授乳女教師
Tsuka:作

■ 真知子の回想1

(失敗したわ……)
真知子は自分の迂濶な行為を後悔していた。普段保健室で搾乳する時は誰もいないか、もしくは石井先生以外の人がいないかを確認している。
ただ体育祭の最中だけは、よもや生徒がいるはずがないだろうと決めつけていた。結果として性欲真っ盛りの男子生徒の前で裸の乳房を晒し、こともあろうか搾乳姿を覗かれてしまったのだ。とても恥ずかしい思いをしてしまった。直ぐ近くに生徒がいたのにも驚いたが、それ以上に恋の告白を受けたのには非常に驚いた。

(まさか牧野君からあんな言葉が出て来るなんてね…驚きだわ…)
おっぱい云々もそうだが自分の素顔について言及された時は思わずドキッとしてしまった。

そう……、彼の言う通りで図星だったからだ。流石に驚きの表情を隠せなかった。

(何故あの子は感づいたのかしら…? この学校に転任して初めてだわ、あんな事言われたの…)
いくら考えても分からない。真知子に対する想いが何か特別な感知力を彼に与えたのだろうか?
社会科教師の川上真知子は先生になってちょうど10年目。現在の学校は2校目になる。常にクールで生徒をところ構わず厳しく注意するという『鉄の女教師』は真知子本来の姿ではない。
むしろ真知子の性格は真逆で、心優しく穏やかで母性がとても強い女性である。最初に赴任した学校では『マドンナ先生』と呼ばれていた。
この事を知っているのは同僚の石井先生くらいであろう。
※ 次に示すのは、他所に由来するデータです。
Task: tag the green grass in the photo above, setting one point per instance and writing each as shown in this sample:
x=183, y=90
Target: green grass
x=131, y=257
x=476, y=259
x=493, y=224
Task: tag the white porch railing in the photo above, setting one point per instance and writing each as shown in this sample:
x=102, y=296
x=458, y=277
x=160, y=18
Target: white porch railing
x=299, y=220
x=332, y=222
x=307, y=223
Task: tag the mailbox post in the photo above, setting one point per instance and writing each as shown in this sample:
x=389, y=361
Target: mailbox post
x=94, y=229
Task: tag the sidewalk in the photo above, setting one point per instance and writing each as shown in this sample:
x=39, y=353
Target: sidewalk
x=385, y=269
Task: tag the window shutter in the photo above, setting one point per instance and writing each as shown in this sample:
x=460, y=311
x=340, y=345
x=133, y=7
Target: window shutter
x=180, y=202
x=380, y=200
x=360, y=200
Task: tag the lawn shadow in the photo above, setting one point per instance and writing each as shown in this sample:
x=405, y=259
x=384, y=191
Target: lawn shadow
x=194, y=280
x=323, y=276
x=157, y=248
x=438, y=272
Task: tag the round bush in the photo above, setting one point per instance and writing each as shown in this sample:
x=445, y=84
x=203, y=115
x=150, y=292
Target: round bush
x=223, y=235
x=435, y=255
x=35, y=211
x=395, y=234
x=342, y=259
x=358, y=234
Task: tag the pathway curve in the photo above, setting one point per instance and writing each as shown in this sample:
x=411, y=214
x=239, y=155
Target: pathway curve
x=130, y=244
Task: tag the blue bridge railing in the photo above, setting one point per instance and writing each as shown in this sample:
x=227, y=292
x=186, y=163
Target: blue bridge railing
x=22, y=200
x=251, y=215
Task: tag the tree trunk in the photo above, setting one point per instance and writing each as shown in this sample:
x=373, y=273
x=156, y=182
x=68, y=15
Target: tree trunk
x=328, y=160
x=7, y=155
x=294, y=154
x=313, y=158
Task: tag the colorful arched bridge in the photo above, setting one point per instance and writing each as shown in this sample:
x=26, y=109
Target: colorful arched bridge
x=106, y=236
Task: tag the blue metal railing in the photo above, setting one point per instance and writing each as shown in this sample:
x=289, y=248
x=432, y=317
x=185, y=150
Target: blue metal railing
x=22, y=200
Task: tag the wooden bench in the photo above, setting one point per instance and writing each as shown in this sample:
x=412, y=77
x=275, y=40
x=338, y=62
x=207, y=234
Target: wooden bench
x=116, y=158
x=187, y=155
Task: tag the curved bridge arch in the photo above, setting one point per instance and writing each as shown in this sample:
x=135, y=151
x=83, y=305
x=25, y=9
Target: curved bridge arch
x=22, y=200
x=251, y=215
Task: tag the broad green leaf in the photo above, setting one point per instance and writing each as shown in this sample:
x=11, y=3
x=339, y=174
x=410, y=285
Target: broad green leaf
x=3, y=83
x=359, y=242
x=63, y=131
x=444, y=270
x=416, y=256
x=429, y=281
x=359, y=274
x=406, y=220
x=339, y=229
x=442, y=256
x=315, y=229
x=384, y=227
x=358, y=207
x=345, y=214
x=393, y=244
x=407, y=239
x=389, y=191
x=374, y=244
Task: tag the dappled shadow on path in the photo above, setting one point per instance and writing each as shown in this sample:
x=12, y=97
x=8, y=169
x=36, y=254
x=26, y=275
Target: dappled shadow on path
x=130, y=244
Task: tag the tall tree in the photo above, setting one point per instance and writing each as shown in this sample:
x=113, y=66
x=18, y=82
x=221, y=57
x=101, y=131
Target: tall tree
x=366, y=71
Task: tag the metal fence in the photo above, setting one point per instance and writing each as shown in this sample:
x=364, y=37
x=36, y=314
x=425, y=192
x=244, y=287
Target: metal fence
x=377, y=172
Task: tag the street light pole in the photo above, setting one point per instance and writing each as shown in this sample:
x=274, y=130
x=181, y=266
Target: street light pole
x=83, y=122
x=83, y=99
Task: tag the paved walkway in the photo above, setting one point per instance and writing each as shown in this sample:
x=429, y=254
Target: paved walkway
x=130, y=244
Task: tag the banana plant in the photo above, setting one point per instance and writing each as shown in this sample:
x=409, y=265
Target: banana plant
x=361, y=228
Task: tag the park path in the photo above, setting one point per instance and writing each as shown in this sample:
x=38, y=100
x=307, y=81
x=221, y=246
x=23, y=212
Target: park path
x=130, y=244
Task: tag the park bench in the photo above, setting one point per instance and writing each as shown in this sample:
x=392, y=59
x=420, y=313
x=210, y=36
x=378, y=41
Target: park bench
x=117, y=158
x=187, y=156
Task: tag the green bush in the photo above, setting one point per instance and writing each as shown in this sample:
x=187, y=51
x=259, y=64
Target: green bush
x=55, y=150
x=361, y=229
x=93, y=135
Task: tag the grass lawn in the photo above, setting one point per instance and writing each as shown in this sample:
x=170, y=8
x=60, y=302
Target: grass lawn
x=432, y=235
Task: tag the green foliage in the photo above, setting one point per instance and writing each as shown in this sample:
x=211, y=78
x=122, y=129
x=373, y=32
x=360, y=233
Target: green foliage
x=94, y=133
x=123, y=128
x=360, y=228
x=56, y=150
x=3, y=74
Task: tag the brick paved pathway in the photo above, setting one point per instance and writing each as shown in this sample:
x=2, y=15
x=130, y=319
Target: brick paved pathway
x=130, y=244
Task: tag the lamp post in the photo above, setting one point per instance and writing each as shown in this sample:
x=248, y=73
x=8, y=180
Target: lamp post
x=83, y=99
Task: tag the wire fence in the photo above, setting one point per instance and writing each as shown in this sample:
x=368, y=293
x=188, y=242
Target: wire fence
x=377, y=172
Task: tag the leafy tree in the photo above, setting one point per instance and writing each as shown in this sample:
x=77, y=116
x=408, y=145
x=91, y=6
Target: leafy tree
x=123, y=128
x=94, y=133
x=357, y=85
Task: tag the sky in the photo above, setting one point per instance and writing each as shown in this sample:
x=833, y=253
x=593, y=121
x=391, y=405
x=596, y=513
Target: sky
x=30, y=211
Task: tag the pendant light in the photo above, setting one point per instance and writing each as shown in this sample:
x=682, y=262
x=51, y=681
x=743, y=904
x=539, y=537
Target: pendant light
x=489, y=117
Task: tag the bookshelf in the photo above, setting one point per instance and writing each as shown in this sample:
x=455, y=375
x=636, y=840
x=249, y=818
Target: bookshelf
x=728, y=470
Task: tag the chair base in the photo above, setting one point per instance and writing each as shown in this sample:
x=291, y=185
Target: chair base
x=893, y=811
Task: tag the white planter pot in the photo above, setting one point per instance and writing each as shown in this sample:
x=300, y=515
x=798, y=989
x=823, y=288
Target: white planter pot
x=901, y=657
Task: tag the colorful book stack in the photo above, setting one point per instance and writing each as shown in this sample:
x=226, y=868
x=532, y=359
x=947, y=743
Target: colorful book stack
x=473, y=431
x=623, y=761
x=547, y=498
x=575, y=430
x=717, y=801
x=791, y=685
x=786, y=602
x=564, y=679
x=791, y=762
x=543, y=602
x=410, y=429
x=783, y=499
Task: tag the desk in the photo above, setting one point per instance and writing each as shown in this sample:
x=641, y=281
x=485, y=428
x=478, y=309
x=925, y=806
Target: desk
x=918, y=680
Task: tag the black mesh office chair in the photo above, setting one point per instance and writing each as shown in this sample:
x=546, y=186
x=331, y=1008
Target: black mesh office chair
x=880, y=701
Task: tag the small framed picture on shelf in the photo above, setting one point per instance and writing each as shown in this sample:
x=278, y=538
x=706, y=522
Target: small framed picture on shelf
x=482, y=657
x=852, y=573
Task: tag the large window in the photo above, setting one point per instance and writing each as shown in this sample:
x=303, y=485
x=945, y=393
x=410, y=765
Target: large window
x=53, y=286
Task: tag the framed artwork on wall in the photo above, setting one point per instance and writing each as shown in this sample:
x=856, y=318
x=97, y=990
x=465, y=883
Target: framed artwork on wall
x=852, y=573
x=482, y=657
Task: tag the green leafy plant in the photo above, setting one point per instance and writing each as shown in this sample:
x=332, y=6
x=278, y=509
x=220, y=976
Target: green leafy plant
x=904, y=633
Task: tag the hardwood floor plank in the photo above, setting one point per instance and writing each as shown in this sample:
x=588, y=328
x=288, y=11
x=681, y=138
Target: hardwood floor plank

現在の学校内での真知子の姿しか知らない者は、およそ想像できまい。いったい何が真知子を変えてしまったのか?

それは7年前、前の学校に在職していた頃まで遡る。『金八先生』や『スクールウォーズ』を見て教師に憧れ、念願の教職員採用試験に合格したのは真知子が23歳のとき。最初に赴任したのは高校の男子校だった。
その頃はまだ未婚であり、旧姓の福島真知子の名前だった。とびきり美人ではないが可愛らしい笑顔を振り撒き、真知子はどの生徒達とも優しく分け隔てなく接した。

だから生徒達からの人気も飛び抜けて高く、よく相談事を打ち明けられたりもした。可愛い笑顔に96センチを誇るHカップの弾ける爆乳。
学校の『マドンナ先生』になるのに時間は掛らなかった。真知子もこの環境に満足していた。

しかし好事魔多し。

ある事件を境に状況は一変する。
赴任して3年目。教師生活にもすっかり慣れてきたある日の放課後。真知子が廊下を一人で歩いていると、後ろからある生徒に呼び止められた。
「先生…」
真知子が振り向く。
「あら、前田君。どうしたの?」
前田という生徒は真知子の担任クラスの生徒だった。
「すみません、実は折り入って相談がありまして…」
「何? 何? 悩み事?」
前田は神妙な面持ちで話す。しかしその目には何か強い意思が感じられる。
「はい…どうしても福島先生に聞いて貰いたくて」
ただ事ならない雰囲気を感じた真知子は即座に了承した。
「分かったわ。何処か適当な場所はないかしら」と言った瞬間だった。

突然前田の拳が真知子のみぞおちをえぐる。いきなりの事で身を守る間もなかった。

「うっ…」

真知子は胃液が込み上げて来た感覚を覚えそのまま気を失ってしまった。
どのくらい失神していたのだろう。真知子が気を取り戻すと、なんと自分が柱にくくり付けられた縄で手足を縛られマットに仰向けに大の字にされていたのだ。どうやら体育館の倉庫に連れ込まれたらしく、独特の臭気が立ち込めている。